Cizre’deki öğrenci yurdunu yakma girişimi BDP-PKK siyasetinin seçim sürecinde kontrollü bir biçimde tansiyonu yükseltme stratejisinin bir parçası değildir, diyebilir miyiz? BDP-PKK adına yapılan açıklamaların hangi kesimler üzerinde inandırıcılığı vardır? İmamları öldüren, diğer partilerin seçim bürolarını yakıp yıkan, cemaatlere yakın duranlara ANF ve Fırat Haber Ajansı üzerinden tehditler savuran, Mustazaf-Der şubelerine defalarca saldıranların BDP-PKK kadroları olduğundan şüphe duymamız için geçerli sebepler var mı acaba?

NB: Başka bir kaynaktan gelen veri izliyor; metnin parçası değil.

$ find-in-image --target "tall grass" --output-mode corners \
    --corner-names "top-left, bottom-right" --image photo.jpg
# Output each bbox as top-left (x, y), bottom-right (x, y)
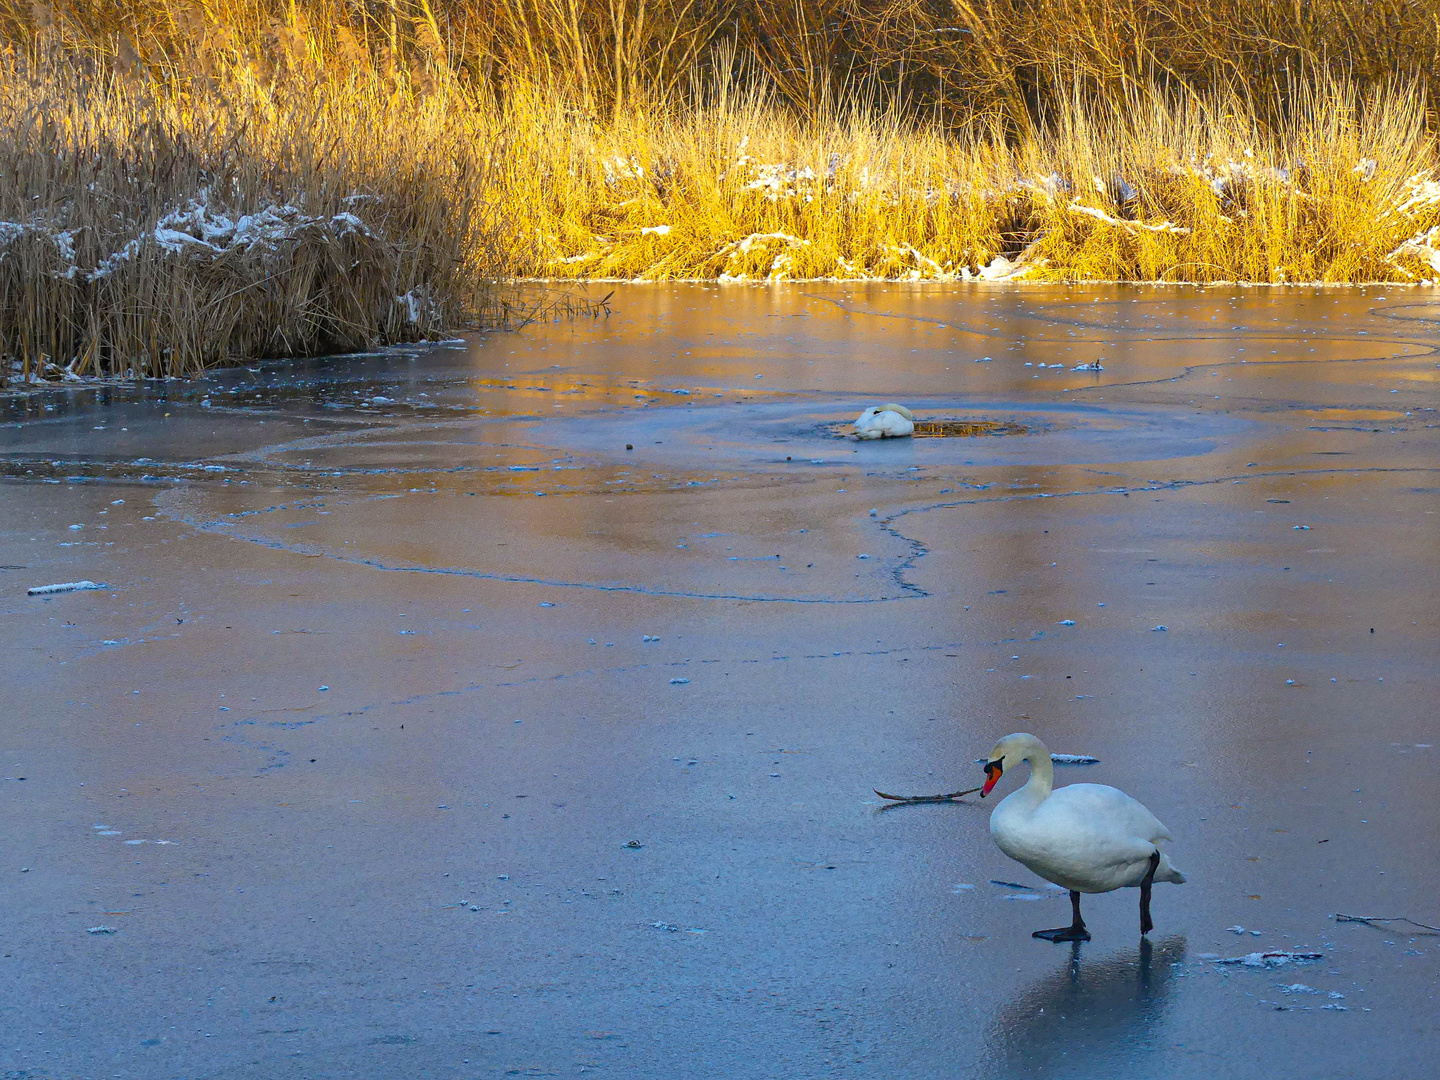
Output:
top-left (10, 0), bottom-right (1440, 128)
top-left (0, 23), bottom-right (510, 382)
top-left (4, 0), bottom-right (1440, 378)
top-left (499, 78), bottom-right (1440, 284)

Bu siyasi çizgi sahiplerinin bölgeyi Kürtler için değil sadece ve sadece Öcalanist-ulusalcı Kürtler için steril, tertemiz bir yurt kılmak istedikleri aşikar. Birileri de “Has Kürtler ve devşirme Kürtler çatışıyor!” deyip süreci doğal göstermenin yollarını zorluyor. Söylenenlere bakılırsa cemaatçi, tarikatçı sızmanın Kürdistan’ı teslim alma çabalarına laik-ulusalcı Kürtler direnç gösteriyormuş meğerse. Molotofların yükselttiği ateşleri şöyle yorumlamamız bekleniyor: Aydınlanma ve ilerlemeye karşı karanlık ve geriliği temsil eden köküdışarıda cemaatlerin ve partilerin Kürdistan coğrafyasında dumanlı havalar oluşturmasını engellemek için rutin demokratik tepkiler.

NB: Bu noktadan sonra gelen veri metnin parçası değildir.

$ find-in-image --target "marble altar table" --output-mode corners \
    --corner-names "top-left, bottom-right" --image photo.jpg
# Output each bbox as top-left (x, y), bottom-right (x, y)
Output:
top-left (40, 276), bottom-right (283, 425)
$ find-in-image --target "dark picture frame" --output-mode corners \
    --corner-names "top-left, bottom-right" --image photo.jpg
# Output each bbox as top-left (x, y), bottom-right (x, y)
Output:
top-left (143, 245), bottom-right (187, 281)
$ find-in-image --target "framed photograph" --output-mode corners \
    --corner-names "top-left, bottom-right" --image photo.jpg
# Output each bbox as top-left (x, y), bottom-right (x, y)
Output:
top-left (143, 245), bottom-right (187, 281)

Merak edilen konu şudur: Hevaller/yoldaşlar kendilerinden olmayan ve kendilerine muhalefet eden herkesi yakmaya/molotoflamaya girişerek mi ideal Kürdistan’ı kuracaklar? Molotoflayarak özerkleştirmek, özgürleştirmek daha ötesi barıştırmak nasıl mümkün olacaksa BDP-PKK siyaseti bu stratejide ısrarlıdır.
Devlet şiddetini aratacak kadar yaygın bir saplantı haline gelen PKK şiddet siyaseti en başta çizgi dışı kalan Kürt toplumuna yönelmektedir. Merkezi politik bir araç haline getirdikleri şiddet siyaseti acaba “başka çıkar yol kalmadığı için” mi tırmandırılıyor? Yoksa, ölçüsüz şiddet ve saldırı siyaseti ile maksimum kazanç elde edileceği hayalleri mi kuruluyor?
Otoriter ve totaliter tarzı içselleştirmekten başka seçenek kalmadı ki, türü bahaneler üretmeden Kürt sorununun çözümü için güçlü ve kalıcı adımlar atılması şart. Fakat varlığı başlı başına çözümsüzlük ve çatışma üreten mevcut yöntem ve söylemin sadece devlet tarafından değil BDP-PKK tarafından da terk edilmesi bu sürecin ilk adımıdır. AK Parti iktidarı sürecinde köklü çözümler üretilemediyse de devletin belli bir oranda klasik red, inkar ve asimilasyon siyasetinden geriye düşürüldüğü besbelli. Ancak şiddet siyasetinde dengenin bu defa Kürt ulusalcı örgüt ve çevrelerde ağır basması gibi bir tablo belirginleşti.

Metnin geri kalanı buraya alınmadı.